Convidado para o debate, o professor Gilberto Sobrinho, da Universidade Estadual de Campinas (Unicamp), considera O Processo “um olhar muito particular sobre o Brasil”, “um trabalho de resistência, estética e política”, uma reflexão sobre as instituições brasileiras, até para ajudar as pessoas a repensar, escapando da influência da mídia. “É em torno da teatralização da política que o filme vai se organizar também.”

Entre a plateia que foi à sessão no auditório Franco Montoro da Assembleia, na manhã desta quarta-feira (13), uma senhora que viu o filme na praça, em Curitiba, um militante petista de Grajaú, na zona sul paulistana, que agradece pela “ajuda na disputa da narrativa” em torno da natureza do processo – impeachment ou golpe –, uma jovem que participou de várias manifestações e se confessa emocionada por rever aquele momentos. Alguns perguntam por que a diretora opta por não usar legendas.

É justamente para exigir mais do espectador, para que ele se informe, diz Maria Augusta, que fala em certa “preguiça”, estimulada pela mídia. “Tudo é dito no filme. Fica muito claro no início quem é favor do quê. Minha proposta não é fazer cinema de entretenimento, é incomodar.”

Comunicação

Alguém fala sobre a importância da formação política. Cita uma cena simbólica a esta altura, quando o então ministro Gilberto Carvalho, já na evidência da derrota, faz uma avaliação crítica, afirmando que Getúlio Vargas, 70 anos atrás, “teve a clareza que não tivemos”, citando a criação do jornal Última Hora.

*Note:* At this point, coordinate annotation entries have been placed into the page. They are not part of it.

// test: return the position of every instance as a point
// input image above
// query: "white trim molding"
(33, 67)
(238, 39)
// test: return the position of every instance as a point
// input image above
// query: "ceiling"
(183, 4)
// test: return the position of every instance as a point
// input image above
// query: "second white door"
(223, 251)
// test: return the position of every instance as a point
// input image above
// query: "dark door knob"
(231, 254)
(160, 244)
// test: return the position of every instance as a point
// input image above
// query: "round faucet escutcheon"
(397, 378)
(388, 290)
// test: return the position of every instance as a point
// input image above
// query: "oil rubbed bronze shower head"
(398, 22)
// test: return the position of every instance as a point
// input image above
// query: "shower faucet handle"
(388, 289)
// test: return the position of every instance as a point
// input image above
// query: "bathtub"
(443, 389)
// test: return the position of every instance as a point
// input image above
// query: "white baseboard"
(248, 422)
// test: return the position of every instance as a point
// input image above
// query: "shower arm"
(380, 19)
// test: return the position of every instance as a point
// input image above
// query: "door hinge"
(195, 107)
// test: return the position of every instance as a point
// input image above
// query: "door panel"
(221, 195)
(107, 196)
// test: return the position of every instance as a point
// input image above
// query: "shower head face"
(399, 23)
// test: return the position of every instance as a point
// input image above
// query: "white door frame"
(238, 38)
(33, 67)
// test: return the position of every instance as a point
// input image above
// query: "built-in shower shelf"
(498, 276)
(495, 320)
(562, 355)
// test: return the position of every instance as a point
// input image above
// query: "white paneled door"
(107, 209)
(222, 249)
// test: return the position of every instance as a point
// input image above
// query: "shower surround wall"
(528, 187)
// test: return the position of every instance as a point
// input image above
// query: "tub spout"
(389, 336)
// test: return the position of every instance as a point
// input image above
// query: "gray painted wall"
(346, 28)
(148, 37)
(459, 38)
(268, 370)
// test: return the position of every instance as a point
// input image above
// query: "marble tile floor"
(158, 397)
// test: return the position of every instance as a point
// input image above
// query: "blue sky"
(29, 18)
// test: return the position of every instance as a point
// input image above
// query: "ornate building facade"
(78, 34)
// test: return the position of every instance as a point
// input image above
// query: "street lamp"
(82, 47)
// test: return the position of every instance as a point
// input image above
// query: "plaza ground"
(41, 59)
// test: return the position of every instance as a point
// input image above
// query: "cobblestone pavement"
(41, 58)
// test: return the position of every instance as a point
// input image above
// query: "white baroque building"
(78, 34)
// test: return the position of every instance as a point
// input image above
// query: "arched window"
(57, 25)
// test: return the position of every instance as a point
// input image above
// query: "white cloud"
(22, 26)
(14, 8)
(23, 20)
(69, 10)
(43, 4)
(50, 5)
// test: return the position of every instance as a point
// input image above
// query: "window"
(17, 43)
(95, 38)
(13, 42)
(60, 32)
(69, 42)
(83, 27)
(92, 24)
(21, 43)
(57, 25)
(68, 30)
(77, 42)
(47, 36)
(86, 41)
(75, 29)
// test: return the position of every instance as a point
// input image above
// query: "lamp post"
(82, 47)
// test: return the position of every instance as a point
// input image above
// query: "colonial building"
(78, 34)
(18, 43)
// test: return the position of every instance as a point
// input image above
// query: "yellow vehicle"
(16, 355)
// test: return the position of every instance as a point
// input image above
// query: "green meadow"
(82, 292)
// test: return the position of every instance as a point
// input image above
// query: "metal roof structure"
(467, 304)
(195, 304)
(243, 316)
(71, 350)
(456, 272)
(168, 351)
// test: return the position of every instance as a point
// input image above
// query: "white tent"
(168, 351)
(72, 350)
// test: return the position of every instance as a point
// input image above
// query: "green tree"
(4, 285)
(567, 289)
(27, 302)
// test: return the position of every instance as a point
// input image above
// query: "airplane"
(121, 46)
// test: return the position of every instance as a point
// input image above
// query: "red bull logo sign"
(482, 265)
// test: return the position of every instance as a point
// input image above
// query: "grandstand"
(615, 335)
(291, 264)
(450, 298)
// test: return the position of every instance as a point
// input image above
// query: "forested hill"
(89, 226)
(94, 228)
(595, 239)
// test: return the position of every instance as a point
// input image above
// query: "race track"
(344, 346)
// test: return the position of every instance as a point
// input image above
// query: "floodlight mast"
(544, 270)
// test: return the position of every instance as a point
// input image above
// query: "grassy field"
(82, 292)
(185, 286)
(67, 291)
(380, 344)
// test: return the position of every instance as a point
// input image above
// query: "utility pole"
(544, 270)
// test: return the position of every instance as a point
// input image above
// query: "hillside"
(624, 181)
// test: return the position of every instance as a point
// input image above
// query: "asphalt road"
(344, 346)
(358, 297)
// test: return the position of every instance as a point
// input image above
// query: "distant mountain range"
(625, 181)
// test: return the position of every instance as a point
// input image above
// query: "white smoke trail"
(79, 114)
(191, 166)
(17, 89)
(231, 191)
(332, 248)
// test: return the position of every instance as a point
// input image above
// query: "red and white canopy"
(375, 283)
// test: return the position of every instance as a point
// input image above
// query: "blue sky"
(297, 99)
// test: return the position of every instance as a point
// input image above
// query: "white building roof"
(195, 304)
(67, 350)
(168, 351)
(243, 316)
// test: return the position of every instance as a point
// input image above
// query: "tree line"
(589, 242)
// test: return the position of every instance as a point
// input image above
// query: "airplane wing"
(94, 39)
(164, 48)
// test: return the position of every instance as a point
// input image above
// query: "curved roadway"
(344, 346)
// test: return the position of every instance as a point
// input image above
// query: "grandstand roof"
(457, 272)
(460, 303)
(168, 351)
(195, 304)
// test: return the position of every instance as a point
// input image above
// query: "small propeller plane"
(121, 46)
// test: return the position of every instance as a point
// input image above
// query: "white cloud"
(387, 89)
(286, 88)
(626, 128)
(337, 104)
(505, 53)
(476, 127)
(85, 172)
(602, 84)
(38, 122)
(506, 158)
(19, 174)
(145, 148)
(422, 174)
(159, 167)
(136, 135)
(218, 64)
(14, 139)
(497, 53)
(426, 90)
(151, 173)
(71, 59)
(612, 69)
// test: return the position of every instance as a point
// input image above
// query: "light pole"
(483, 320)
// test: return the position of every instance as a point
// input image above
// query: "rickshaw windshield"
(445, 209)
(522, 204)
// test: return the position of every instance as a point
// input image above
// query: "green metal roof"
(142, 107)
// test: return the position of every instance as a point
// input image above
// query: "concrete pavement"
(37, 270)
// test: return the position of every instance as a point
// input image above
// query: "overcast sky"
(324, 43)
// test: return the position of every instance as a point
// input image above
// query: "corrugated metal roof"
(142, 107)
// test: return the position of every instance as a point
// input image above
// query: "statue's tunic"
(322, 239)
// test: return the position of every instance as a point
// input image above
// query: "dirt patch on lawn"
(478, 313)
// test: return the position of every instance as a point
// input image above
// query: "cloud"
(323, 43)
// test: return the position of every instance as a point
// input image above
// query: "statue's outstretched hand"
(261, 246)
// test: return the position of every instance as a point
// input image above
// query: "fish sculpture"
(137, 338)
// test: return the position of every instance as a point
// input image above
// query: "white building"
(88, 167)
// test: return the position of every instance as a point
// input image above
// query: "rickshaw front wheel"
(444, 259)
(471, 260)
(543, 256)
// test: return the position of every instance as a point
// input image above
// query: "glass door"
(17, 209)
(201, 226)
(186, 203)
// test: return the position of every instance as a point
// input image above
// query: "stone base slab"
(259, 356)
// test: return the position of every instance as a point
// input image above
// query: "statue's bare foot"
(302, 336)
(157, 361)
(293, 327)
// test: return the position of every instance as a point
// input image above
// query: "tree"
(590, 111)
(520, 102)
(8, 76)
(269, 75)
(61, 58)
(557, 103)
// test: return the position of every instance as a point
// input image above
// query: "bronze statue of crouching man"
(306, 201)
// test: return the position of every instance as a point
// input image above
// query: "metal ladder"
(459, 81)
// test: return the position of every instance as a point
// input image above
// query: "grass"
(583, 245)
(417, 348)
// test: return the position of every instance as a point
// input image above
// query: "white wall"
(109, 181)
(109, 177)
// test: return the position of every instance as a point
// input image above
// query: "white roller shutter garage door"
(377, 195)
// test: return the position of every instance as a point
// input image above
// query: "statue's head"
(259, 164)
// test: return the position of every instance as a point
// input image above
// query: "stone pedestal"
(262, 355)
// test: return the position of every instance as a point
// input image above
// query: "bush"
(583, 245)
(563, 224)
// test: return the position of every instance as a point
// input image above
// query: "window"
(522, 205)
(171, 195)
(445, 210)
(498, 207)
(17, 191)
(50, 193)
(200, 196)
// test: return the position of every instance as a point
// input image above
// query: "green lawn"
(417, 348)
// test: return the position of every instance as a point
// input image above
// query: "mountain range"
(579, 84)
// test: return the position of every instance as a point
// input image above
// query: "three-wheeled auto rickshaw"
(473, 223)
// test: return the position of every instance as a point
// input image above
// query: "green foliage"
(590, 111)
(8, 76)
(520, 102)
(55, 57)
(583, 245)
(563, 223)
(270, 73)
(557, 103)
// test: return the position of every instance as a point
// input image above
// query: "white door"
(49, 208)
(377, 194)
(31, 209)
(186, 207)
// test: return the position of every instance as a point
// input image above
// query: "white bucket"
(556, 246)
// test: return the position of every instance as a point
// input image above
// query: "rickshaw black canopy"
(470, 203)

“Fica muito difícil falar em comunicação com o povo se a gente não fala com o povo”, diz Carvalho, para quem os governos petistas optaram por não mexer na questão e continuaram alimentando os meios tradicionais de comunicação. “Enchemos os bolsos dos caras de dinheiro”, constata. “Nós, de alguma forma, facilitamos a estrada deles (os defensores do impeachment).”

Logo no início, o filme exibe trechos da famosa sessão da Câmara, em 17 de abril de 2016, que aprovou a admissibilidade do processo contra Dilma. Mostra alguns dos principais momentos daquele período, que culminou na aprovação do impeachment em 31 de agosto, ao final de uma “saga política caótica”, como definiu uma jornalista estrangeira.

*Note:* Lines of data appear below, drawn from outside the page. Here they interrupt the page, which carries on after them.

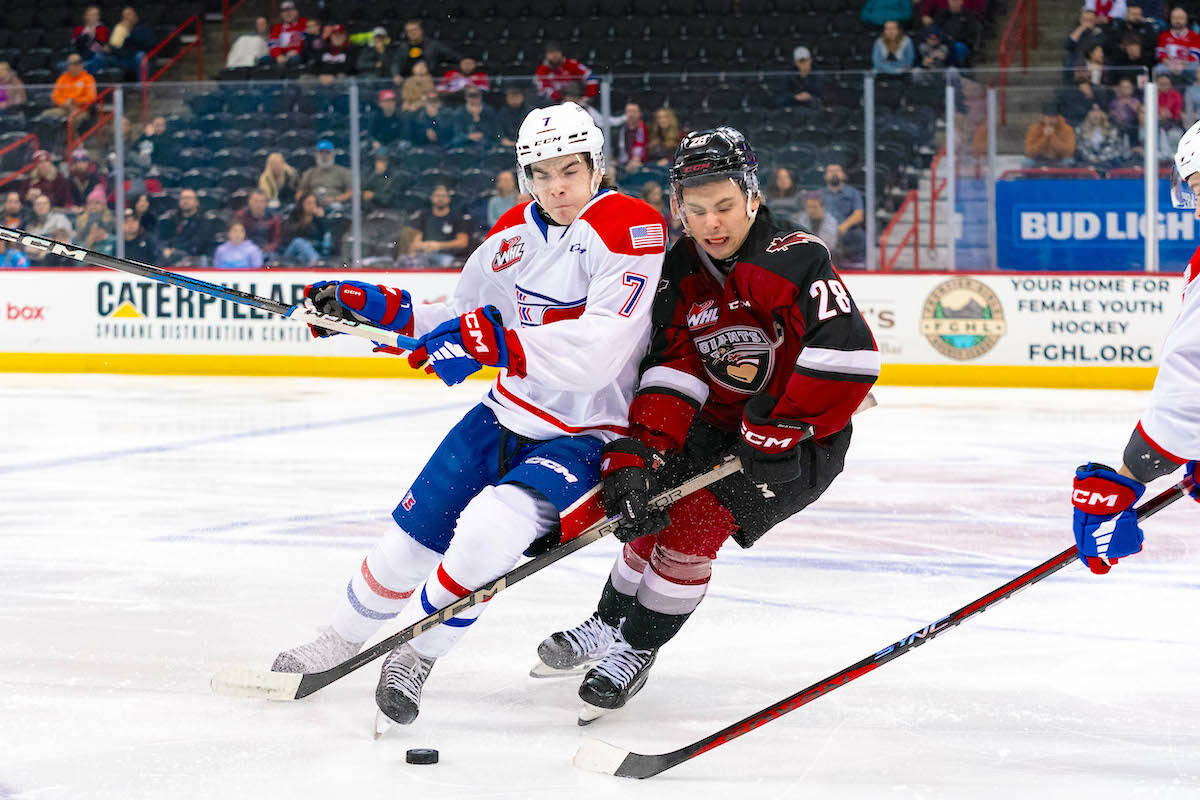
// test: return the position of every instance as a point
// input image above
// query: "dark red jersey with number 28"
(779, 320)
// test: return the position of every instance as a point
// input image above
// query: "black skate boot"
(573, 651)
(399, 693)
(618, 677)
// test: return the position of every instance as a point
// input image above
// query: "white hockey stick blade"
(244, 681)
(598, 756)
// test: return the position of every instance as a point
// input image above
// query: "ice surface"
(154, 528)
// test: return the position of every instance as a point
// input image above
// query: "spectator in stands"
(1098, 143)
(83, 176)
(456, 83)
(238, 252)
(631, 139)
(12, 90)
(46, 179)
(1107, 10)
(15, 214)
(259, 223)
(665, 137)
(893, 50)
(1126, 106)
(1081, 40)
(251, 48)
(803, 88)
(1133, 54)
(442, 234)
(1049, 140)
(845, 203)
(784, 196)
(933, 49)
(1074, 102)
(1179, 48)
(418, 47)
(415, 88)
(388, 125)
(279, 181)
(433, 125)
(960, 29)
(1170, 101)
(130, 42)
(503, 198)
(378, 187)
(557, 71)
(340, 58)
(75, 94)
(478, 124)
(287, 35)
(186, 234)
(334, 179)
(307, 233)
(815, 218)
(12, 258)
(95, 211)
(89, 40)
(375, 61)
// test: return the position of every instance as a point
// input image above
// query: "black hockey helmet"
(711, 155)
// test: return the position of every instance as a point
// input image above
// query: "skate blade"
(383, 725)
(589, 714)
(244, 681)
(543, 671)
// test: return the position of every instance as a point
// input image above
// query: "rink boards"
(1057, 330)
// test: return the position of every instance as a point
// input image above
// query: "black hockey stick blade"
(601, 757)
(243, 681)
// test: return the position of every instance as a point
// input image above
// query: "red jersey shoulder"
(627, 224)
(510, 218)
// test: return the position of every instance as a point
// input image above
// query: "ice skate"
(325, 651)
(618, 677)
(399, 693)
(575, 650)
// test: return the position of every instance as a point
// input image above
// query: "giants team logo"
(510, 252)
(701, 314)
(739, 358)
(780, 244)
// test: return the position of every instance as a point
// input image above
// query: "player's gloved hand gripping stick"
(300, 311)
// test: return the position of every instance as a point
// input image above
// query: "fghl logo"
(963, 319)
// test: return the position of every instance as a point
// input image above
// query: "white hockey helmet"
(1187, 161)
(558, 131)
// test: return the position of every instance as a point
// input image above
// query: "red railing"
(888, 264)
(1020, 32)
(13, 145)
(198, 46)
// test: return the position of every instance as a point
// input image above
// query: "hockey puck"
(421, 756)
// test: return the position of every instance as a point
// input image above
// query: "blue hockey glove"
(360, 302)
(459, 347)
(1105, 523)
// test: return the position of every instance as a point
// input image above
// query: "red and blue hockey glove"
(1104, 521)
(769, 446)
(457, 348)
(360, 302)
(627, 470)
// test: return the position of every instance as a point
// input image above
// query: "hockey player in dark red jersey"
(759, 352)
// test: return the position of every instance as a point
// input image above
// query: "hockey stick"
(214, 290)
(601, 757)
(292, 686)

“O mar da história é agitado”, afirma Dilma, citando o poeta russo Vladimir Maiakóvski, pouco antes de deixar o cargo, alertando para o início de um período de retrocesso social, como se pôde constatar tempos depois. Curiosamente, o filme para por alguns instantes no momento em que a presidenta está frente a frente com o senador tucano Aécio Neves, seu adversário em 2014, e que parece ganhar a preferência da plateia na hora dos apupos.

A exibição termina pouco antes das 13h, com gritos de “Lula livre”. Uma ausência insistente chama a atenção no documentário: em nenhum momento Michel Temer aparece. Talvez seja um não-personagem.

A diretora já recebeu muitos pedidos de exibição do filme, algo que também depende de questões contratuais. Ela conta que em Mossoró (RN) a população fez abaixo-assinado para que O Processopassasse no cinema.